Рвется связей людских изначальная нить,
Привязаться — к кому? Что — любить? С кем дружить?
Человечности нет. Лучше всех сторониться
И, души не раскрыв, пустяки говорить.
— Живее! — шикнула Химари, нервно поглядывая на пока пустующее небо. Ангелов еще не было — хоть малейшая передышка. — Ну?!
Тигр последним прошел в полумрак невысокого грота, Химари нырнула следом.
— Я останусь на страже, — Люция сняла арбалет и мотнула головой в сторону затянутого тучами неба.
Кошка кивнула, забрала мешок с мясом и оставила гарпию любоваться просторами необъятной империи. Ее больше заботила старая катана, запасы игл и две заветные коробочки, одна для клинка, другая с косметикой. А империя — сколько раз она видела ее. Меняющуюся, умирающую и воскресающую. Объятую пламенем, сожженную бунтами и уничтоженную лицемерием. Вот пусть эта бескрылая посмотрит на империю, покорить небо которой она больше никогда не сможет. Возможно, бесстрашная Люция, ты видишь ее такой в последний раз.
Химари предполагала, что им придется дожидаться ночи — от грота до поредевшего осеннего леса тянулись поля, бежать далеко, первый же патруль крылатых заметит беглянок. В сам же грот вела лишь одна дорога — через логово кумо, ни один ангел не рискнет пойти в разведку. Стоило отдать должное, временная замена охотниц пришлась слишком кстати, теперь засады в лесу не жди, а небо за несколько часов стемнеет. К тому же, Люция сказала, что через пару дней — новолуние, а значит, и сегодня ночь будет черна, даже совиному патрулю придется нелегко. Только бы никто не нашел их раньше.

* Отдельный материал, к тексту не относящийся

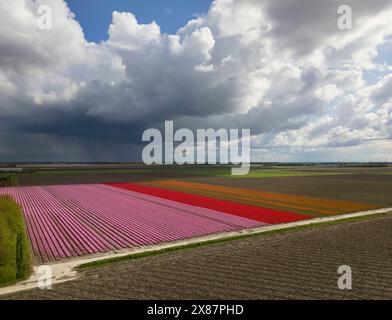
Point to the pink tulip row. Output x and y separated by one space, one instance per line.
75 220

Пока Люцифера устраивалась возле выхода, прячась в тени, Химари сняла с тигра тяжелую ношу оружия и потрепала зверя по холке. Не думала, что он увяжется за ней. Стоило быть благодарной. И она щедро выдала ему палку колбасы, а сама села с клинком и старой деревянной коробочкой в угол. За двадцать лет с мечом могло произойти очень многое, а походный набор вполне мог прийти в негодность. Скрепя сердце, Химари вынула катану из ножен, осторожно провернула в руке, и облегченно выдохнула. Ни ржавчины, ни зазубрин, вот только рукоять истерлась. Кошка уложила клинок на колени и открыла коробочку с инструментами, выудила утико — мешочек-погремушку — и тихонько потрясла, белая пыль глинозема тут же клубом осела на руку. Значит, лезвие она почистит. Абура — пузырек с маслом- потемнела, жидкость медленно скользила по стенкам. Пойдет. Несколько плотных тряпочек были испачканы гвоздичным маслом, но оно высохло и затвердело. Черные кожаные ленты, смотанные в шар, даже не иссохлись.